The plan to scrap HCI from 6 April was outlined in the background information accompanying Gordon Brown’s Budget statement.
The Chancellor also made changes to tax-free mobile phones. Employees will now only be allowed one tax-free mobile phone for private use.
Irfan Hamid, head of UK business development at the Carphone Warehouse, said the company had planned to launch an HCI scheme in the next few weeks. "We are pretty gutted. We thought this would be a great benefit for our employees," he added.
A spokeswoman from the benefits department at media firm Emap said: "We were surprised because there has been no consultation [over the closure]. Our HCI [scheme] has been fairly popular, people have been keen to join it."
Andy Lister, director at employee benefits provider Grass Roots, said: "It’s a bit of a bombshell. We are pretty upset about the short notice of this."
Bill Kirwan, a partner at PricewaterhouseCoopers, added: "This is a big surprise.

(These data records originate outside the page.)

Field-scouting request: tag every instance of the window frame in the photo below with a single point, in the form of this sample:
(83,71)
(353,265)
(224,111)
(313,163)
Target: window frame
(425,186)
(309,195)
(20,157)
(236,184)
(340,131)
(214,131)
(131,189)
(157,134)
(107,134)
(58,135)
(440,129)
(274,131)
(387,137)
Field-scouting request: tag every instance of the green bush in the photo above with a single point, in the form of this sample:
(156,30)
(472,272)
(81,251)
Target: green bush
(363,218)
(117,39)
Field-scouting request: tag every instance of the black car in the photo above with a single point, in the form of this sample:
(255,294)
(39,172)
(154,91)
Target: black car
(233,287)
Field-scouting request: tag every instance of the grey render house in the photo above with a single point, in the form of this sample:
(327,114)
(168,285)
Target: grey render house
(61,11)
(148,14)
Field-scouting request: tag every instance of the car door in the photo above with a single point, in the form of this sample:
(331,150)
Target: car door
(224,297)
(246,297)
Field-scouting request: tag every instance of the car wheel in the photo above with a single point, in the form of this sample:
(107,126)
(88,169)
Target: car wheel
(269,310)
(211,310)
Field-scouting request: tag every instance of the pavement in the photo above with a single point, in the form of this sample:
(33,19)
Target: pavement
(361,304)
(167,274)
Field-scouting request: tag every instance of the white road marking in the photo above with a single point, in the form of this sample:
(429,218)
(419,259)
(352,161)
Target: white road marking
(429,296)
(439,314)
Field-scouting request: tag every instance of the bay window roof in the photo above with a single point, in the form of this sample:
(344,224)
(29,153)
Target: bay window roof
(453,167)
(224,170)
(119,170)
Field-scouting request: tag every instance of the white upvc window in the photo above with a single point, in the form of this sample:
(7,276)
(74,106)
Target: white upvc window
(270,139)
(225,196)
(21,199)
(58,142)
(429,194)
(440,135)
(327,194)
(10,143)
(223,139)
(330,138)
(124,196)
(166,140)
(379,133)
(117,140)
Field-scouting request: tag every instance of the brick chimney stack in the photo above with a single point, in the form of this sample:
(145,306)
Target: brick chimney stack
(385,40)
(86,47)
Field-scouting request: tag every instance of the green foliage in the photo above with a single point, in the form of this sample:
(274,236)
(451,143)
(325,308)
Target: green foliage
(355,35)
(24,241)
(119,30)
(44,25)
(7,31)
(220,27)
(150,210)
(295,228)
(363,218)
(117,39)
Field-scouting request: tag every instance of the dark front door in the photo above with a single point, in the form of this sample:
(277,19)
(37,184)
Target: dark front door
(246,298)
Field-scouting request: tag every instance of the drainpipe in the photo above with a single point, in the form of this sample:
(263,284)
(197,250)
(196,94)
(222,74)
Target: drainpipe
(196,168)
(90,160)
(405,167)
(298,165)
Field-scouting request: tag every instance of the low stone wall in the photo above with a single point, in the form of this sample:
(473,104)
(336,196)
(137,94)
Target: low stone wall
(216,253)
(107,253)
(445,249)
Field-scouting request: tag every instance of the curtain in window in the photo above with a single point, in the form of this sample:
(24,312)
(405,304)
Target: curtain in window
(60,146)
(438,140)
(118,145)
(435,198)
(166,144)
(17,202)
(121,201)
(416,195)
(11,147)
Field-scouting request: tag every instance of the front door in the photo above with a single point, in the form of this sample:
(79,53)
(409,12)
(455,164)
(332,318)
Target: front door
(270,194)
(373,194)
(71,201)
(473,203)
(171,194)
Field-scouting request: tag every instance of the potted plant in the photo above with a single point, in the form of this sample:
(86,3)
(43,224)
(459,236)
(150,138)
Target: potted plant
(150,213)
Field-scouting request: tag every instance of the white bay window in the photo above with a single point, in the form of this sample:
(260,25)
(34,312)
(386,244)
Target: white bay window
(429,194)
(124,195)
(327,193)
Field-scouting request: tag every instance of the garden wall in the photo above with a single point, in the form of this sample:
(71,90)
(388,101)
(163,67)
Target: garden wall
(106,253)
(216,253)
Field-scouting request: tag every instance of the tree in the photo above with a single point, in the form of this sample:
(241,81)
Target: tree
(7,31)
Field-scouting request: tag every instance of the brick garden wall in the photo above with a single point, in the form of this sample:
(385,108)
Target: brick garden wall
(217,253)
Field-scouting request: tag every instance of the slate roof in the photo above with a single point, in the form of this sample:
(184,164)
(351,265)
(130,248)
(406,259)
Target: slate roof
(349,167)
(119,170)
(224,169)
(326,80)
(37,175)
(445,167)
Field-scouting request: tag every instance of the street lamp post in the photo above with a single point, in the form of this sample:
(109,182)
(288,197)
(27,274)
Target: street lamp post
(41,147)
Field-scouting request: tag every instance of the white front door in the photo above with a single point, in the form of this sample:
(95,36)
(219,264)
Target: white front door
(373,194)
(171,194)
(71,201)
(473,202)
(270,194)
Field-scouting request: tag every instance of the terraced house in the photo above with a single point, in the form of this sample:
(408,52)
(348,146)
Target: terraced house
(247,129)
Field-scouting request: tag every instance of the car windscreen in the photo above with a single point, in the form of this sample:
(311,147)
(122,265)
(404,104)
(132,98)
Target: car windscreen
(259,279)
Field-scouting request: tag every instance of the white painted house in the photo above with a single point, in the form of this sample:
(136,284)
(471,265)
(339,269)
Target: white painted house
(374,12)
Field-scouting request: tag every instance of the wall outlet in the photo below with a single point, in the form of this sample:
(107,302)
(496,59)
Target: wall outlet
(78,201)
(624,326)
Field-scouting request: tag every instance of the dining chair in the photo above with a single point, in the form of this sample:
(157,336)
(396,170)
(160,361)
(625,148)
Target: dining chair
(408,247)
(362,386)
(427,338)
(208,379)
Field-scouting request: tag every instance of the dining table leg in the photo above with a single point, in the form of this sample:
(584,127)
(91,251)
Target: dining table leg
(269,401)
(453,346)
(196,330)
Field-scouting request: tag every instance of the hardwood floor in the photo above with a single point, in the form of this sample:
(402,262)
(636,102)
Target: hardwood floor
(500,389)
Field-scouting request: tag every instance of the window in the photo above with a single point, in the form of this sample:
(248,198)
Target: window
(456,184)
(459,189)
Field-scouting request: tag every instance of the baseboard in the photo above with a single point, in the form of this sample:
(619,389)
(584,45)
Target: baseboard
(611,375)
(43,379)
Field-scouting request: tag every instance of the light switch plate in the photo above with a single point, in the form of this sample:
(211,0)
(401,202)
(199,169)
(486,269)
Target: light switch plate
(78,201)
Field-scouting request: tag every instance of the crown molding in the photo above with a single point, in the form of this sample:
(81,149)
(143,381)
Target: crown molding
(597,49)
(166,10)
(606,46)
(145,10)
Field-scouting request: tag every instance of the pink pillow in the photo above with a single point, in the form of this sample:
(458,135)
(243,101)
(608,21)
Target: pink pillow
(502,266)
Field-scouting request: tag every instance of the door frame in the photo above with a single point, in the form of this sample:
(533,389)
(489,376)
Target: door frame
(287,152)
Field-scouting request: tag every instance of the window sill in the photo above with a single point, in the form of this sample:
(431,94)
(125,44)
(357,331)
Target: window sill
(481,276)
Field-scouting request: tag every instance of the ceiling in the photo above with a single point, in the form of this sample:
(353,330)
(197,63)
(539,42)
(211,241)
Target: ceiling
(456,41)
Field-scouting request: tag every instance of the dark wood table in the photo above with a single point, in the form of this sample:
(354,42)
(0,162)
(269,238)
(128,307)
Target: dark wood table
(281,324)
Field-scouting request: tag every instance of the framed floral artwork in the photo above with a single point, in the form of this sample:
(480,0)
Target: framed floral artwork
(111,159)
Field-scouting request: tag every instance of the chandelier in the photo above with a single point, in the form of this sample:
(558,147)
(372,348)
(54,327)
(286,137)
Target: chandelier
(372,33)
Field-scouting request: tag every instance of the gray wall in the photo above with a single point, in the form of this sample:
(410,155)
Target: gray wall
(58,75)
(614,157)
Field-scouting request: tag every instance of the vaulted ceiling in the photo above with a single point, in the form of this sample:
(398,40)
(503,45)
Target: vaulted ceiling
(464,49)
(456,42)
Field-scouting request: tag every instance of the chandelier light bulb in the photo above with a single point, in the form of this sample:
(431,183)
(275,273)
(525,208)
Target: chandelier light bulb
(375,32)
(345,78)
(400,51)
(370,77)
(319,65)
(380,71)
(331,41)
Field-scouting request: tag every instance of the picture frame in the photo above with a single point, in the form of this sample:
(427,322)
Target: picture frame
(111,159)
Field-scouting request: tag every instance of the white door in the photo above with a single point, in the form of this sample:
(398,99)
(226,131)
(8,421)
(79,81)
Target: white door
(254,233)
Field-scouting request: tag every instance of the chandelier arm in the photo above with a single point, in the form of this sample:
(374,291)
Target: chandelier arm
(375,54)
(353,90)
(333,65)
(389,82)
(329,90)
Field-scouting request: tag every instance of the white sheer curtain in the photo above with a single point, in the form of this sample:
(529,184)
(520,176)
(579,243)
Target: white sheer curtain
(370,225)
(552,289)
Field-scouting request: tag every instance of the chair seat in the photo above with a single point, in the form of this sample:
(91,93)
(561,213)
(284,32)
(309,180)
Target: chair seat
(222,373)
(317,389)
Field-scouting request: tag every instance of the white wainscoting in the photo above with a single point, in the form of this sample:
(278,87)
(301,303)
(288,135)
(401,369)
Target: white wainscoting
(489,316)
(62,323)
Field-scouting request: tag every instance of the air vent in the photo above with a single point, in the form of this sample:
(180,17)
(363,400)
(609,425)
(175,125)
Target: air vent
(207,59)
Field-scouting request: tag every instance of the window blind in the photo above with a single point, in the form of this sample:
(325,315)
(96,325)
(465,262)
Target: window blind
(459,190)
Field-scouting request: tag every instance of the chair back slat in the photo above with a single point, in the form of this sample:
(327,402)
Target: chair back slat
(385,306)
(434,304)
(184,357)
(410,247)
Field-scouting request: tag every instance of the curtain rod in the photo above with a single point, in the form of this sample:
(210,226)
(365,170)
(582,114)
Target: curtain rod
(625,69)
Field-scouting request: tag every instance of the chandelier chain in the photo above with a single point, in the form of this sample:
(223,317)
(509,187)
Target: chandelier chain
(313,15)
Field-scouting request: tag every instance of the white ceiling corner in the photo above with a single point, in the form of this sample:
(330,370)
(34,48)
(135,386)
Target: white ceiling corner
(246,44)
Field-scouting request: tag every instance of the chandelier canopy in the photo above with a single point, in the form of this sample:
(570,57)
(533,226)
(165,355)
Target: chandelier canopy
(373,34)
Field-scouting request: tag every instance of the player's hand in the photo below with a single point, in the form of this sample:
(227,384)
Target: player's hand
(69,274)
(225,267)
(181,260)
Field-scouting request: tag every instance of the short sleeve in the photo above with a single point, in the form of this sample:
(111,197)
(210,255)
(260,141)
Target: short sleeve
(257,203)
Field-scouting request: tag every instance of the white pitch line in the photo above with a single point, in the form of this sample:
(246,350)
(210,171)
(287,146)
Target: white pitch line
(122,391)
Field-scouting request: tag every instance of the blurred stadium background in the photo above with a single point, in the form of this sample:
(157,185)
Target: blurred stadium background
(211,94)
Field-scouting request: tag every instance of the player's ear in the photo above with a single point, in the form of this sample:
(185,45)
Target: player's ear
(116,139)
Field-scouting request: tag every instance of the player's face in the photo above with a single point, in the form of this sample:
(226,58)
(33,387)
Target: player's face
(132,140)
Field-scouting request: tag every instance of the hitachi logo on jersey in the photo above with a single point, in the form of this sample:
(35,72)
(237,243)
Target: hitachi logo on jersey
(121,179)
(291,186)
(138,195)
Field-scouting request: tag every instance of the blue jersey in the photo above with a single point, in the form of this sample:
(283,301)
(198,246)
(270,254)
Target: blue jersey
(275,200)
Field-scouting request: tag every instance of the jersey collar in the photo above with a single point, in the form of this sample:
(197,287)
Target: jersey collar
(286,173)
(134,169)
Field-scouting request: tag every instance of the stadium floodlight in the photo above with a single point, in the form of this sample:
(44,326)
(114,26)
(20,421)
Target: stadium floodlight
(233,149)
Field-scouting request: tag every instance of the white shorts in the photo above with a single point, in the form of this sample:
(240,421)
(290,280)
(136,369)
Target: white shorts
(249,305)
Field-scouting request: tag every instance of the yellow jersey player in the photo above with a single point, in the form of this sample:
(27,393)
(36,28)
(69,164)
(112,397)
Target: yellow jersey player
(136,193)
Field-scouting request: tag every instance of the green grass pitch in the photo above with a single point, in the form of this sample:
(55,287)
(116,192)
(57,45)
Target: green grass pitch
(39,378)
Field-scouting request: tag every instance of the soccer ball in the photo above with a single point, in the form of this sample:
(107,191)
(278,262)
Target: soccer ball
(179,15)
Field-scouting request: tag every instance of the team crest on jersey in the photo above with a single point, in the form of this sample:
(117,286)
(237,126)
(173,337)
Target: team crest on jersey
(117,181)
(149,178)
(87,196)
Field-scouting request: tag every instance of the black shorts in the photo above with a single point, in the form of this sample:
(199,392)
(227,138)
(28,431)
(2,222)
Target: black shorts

There will be a lot of HCI providers who are going to have to rethink their business plan."
The move could also lead to redundancies among HCI providers, which are mounting a campaign against the changes.
A HM Treasury spokesmanconfirmed that people already in schemes, or who have signed up to plans but whose computers will not be delivered until after 6 April, will not be affected for the duration of the arrangement.
"We considered that [HCI] had served its purpose. It led to a very large increase in the number of employees who are now IT literate and that was always our objective," he said.
The spokesman added that the mobile phone changes had been made to stop staff taking telephones for friends and family.
The Chancellor’s decision could also cause embarrassment for some government departments. A Department for Work and Pensions spokeswoman confirmed that the department had recently put out a tender for the launch of its own HCI scheme.
She said it would now be contacting the providers that had responded to explain that its plans are "under review".